You do it for love and law, all right, but it is love of courage, duty and honor; for a law, but that law is your code, and that code is one of courage, duty and honor. Your code demands you enforce and obey the law; to protect and serve without fear or favor; to run into danger when others flee; to stand and deliver where others falter and fail.
And you do it because you can’t help it. It’s stamped in your genes, burned into your DNA like a bar code. In another time, another place, you have been samurai, knight-errant, warrior-monk, Minuteman. You may not be “happy” as a modern American cop, but you’d be miserable doing anything else.
If any of this doesn’t ring true for you, then get the hell out now and go sell insurance or install cabinets or something. They can be honorable trades, and you can be a good citizen, but not a real cop, not a true peace officer.
If wailing sirens are playing your song; if you nodded and muttered, “damn right…” when you read these words, then you’re one of us, and American COP will stand and deliver with you. Because we’ve been there, and done that – because it’s who we are and how we’re wired too.”
American COP is a publication obviously geared towards police officers and sheriff’s deputies as well as federal agents and correctional officers. It’s a good publication that has a lot of articles that some who aren’t in the trades may find a little “rough around the edges”.
Some of you who are veterans will have no doubt recognized many of the traits listed above as also being part and parcel to dedicated military service. Many veterans find very comfortable homes in law enforcement careers and many who have gone into law enforcement and stayed would have been just as comfortable with military service. I’ve often regretted not having gone into the military instead of attending college. I feel like I missed part of my calling some how
If you don’t like cops, for whatever reason, I can sympathize. We aren’t the cuddliest bunch and our duties often place us at odds with those we have “sworn to protect and serve”. Most of that hatred for us I’m sure is simply redirected guilt or some kind of malingering regret that you can’t just wallow in your lack of morality thanks to the specter of punishment. If it’s the former I’d say, go get therapy. If it’s the latter then good, I hope I make YOU uncomfortable because you are a piece of shit.

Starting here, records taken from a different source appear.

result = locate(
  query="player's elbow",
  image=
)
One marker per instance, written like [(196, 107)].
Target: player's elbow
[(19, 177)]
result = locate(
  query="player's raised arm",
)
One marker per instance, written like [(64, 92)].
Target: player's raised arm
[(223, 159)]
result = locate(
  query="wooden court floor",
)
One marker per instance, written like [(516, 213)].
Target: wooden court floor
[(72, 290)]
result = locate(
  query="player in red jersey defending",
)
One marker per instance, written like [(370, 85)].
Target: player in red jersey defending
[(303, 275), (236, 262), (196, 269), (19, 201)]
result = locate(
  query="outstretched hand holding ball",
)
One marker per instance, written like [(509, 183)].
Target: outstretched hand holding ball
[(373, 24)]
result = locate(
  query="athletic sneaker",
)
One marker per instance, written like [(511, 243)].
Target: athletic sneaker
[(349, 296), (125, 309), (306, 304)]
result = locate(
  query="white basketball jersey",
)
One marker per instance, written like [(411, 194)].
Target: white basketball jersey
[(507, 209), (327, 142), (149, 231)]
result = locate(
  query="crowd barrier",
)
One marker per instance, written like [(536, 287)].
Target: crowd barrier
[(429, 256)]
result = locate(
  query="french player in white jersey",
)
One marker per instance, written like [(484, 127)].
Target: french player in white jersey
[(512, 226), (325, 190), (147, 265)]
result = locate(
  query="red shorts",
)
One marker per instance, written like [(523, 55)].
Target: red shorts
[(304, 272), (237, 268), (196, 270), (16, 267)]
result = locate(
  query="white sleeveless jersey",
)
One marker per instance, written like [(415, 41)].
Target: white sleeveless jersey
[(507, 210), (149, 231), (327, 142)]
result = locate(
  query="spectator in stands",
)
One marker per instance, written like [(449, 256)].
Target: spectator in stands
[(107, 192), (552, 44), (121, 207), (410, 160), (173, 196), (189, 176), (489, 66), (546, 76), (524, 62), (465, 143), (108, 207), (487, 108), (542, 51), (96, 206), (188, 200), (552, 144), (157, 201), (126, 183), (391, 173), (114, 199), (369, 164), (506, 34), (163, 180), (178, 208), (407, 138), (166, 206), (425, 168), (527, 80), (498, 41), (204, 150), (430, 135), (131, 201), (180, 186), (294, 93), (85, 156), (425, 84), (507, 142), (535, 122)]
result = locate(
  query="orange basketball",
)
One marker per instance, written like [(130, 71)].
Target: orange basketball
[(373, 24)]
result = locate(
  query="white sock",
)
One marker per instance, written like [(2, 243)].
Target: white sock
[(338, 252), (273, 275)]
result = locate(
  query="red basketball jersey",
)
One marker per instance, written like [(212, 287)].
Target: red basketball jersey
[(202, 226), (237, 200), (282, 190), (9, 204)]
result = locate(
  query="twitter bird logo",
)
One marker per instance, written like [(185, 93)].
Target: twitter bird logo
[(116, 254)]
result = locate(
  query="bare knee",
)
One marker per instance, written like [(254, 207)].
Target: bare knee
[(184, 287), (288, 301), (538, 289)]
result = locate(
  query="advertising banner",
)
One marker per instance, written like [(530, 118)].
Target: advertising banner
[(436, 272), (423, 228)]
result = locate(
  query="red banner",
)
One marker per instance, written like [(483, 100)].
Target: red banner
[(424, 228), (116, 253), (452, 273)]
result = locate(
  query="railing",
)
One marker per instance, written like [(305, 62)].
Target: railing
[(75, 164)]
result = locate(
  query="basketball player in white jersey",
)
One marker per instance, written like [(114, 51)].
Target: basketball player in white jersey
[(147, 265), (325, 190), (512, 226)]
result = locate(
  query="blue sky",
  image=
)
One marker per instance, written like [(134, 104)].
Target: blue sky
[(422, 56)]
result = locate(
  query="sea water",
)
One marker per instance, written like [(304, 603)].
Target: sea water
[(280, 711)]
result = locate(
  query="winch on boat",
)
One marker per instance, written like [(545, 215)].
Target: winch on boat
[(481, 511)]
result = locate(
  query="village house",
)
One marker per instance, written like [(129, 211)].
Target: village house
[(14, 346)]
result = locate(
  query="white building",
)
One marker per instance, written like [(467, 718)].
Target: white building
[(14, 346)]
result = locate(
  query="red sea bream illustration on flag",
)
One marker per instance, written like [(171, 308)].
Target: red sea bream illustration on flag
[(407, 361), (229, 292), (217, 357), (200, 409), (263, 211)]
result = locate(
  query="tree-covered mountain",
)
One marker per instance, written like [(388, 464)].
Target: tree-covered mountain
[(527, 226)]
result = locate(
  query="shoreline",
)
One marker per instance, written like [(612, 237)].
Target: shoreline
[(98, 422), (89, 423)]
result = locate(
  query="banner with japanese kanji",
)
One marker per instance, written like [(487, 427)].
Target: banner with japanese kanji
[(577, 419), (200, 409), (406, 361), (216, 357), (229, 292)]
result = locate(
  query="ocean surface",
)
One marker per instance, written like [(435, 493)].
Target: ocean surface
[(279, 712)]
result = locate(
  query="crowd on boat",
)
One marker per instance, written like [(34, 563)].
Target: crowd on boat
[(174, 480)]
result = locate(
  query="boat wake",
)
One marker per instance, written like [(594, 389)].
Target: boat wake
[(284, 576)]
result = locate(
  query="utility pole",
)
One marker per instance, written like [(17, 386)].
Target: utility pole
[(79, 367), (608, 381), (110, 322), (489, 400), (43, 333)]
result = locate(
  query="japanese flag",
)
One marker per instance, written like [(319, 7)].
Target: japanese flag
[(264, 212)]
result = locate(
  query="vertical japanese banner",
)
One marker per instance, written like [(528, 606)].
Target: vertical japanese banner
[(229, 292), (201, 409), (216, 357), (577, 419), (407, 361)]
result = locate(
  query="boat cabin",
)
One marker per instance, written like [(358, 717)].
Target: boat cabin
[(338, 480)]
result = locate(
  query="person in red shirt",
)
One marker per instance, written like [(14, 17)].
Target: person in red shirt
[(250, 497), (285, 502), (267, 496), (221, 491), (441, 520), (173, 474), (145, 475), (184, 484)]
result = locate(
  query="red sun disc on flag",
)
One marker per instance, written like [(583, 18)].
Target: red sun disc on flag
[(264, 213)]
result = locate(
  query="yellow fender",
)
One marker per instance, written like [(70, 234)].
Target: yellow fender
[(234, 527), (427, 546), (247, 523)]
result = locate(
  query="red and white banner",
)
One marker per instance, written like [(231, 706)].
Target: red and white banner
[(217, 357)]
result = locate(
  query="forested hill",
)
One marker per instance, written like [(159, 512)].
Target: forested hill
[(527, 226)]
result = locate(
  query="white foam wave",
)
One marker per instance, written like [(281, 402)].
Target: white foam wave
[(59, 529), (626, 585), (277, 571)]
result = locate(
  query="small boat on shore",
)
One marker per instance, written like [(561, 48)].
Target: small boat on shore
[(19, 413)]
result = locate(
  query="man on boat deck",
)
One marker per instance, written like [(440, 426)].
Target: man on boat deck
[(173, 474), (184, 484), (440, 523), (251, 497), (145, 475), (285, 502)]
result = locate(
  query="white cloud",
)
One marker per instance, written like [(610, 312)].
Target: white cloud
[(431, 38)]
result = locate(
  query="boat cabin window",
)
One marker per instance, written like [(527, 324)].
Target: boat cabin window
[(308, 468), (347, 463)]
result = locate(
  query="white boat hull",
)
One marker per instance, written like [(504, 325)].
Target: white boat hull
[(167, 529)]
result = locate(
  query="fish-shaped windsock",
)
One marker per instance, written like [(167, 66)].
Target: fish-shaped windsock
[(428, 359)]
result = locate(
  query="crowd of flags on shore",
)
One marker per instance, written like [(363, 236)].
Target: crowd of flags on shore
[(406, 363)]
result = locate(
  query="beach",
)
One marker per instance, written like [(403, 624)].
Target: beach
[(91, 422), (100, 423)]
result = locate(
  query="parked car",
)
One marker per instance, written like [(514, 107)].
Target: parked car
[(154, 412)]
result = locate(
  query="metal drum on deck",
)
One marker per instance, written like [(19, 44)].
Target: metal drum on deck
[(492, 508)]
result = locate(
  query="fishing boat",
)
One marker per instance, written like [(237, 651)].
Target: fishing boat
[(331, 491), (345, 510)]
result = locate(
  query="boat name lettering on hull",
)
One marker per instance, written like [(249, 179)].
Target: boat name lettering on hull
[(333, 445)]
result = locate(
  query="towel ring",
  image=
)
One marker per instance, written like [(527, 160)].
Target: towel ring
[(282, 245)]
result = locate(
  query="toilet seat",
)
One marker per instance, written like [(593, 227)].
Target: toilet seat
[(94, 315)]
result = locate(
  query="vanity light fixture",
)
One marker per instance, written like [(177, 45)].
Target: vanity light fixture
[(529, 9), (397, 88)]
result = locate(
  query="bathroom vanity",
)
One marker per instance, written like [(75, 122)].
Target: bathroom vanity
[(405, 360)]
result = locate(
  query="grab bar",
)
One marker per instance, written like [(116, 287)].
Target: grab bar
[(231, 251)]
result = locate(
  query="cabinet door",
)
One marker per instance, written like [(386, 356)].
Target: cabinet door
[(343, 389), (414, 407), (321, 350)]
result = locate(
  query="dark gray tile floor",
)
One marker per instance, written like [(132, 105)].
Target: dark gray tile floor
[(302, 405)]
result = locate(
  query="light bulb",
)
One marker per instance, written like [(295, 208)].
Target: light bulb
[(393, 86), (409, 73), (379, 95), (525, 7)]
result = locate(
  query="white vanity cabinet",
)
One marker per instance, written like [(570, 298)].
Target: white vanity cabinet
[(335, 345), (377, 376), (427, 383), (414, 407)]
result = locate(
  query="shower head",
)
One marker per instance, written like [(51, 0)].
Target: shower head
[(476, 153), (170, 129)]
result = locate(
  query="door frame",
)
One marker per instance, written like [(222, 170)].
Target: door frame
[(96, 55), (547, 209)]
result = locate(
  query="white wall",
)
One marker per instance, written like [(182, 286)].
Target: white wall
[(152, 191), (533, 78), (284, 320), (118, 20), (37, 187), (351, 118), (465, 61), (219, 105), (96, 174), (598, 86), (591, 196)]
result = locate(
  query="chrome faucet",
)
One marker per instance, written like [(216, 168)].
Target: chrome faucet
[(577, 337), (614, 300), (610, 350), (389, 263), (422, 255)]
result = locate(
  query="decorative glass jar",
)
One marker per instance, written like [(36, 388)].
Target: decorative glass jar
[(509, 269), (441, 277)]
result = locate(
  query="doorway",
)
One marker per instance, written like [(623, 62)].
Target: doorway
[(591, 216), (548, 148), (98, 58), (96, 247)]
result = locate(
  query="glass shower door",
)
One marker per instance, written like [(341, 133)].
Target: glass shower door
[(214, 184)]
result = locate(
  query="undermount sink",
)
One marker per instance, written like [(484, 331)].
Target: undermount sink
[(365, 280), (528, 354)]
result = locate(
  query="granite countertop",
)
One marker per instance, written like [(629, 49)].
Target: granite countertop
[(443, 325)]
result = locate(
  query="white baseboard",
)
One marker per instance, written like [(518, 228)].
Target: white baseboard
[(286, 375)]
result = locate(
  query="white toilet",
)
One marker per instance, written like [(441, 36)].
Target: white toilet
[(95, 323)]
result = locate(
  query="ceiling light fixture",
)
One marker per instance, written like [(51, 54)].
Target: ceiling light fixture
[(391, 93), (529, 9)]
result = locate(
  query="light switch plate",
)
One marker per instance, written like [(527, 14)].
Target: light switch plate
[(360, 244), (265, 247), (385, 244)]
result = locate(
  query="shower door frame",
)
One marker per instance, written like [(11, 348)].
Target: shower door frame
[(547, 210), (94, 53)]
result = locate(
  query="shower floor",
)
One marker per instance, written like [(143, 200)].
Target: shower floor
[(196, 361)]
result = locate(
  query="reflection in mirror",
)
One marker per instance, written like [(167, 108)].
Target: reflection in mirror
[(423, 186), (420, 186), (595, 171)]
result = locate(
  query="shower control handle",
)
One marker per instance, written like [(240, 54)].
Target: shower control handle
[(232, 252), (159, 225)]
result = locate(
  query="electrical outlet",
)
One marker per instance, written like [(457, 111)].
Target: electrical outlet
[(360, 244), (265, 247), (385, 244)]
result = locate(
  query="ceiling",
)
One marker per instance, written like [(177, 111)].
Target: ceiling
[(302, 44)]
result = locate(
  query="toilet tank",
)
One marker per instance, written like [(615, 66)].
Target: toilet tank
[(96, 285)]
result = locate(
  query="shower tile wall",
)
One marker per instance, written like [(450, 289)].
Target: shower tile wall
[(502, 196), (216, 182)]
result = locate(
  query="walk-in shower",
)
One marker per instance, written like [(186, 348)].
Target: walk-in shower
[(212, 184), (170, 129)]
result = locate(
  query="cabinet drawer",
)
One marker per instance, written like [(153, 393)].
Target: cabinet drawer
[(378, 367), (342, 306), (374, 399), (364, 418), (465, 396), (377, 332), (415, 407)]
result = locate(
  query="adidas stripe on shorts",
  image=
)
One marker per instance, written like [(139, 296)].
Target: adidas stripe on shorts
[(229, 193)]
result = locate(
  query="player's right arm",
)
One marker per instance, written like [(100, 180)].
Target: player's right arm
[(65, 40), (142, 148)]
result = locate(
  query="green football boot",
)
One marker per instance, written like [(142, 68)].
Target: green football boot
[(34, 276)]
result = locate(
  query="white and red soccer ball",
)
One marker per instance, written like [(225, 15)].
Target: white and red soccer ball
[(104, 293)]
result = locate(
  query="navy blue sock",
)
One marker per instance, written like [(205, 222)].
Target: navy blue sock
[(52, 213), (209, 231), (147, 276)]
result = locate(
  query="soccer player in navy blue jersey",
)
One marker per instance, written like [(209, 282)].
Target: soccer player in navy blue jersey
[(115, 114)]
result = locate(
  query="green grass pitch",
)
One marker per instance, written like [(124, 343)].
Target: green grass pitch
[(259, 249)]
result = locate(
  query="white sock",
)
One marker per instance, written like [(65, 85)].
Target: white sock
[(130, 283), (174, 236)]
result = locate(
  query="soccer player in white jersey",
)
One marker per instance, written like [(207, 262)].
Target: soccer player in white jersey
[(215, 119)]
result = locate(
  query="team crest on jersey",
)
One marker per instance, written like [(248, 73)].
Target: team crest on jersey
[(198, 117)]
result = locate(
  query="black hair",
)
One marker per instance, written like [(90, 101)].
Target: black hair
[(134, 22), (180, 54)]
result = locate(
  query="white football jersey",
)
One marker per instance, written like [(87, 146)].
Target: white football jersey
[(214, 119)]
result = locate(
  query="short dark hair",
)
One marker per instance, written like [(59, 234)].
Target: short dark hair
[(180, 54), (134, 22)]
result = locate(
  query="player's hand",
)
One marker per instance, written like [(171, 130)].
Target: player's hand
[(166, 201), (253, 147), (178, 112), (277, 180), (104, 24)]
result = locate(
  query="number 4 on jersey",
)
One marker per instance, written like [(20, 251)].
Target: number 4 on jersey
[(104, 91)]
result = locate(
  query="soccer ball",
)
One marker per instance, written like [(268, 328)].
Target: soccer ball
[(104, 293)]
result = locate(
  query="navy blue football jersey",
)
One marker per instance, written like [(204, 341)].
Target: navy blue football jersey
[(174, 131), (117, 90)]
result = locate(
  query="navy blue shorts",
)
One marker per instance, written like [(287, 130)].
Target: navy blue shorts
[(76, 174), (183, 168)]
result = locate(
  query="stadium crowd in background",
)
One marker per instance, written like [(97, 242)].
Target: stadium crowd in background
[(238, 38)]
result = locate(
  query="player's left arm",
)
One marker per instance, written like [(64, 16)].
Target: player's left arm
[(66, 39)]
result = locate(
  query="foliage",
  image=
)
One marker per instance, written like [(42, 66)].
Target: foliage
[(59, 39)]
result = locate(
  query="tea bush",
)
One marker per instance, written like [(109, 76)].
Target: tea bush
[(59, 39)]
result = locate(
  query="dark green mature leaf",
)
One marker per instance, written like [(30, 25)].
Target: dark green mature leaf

When I got asked the standard question, “Why do you want to be a police officer?” I responded, “Because I get to arrest assholes.” And THAT is the real reason that I stay. I don’t like people who victimize others and I REALLY enjoy taking those people and putting them away, even if it is only temporary. At least I know that for the night anyway, their usual victim is safe, might even make the decision to leave the abuse, change their behaviors, anything.
If I were anything else, I would be miserable. I’d always be pissed at the petty wrongs that I might have helped correct if given the opportunity.
I have no misconception that I am having any long-term effect on anything. I am only providing a band-aid. People have to learn to solve their own problems or at least to avoid the steps they take to repeat the same mistakes over and over again. But, I know that most people are far too stupid or stubborn to actually believe they are to blame for their problems. Not when society does everything it can to make excuses for them.
I may not be “happy”, whatever the hell that’s supposed to mean, but I am not miserable. And, as cock-eyed as this may sound, I never go un-entertained. ;)
Be safe out there, live in peace and dignity. And, for God’s sake, allow others to do the same.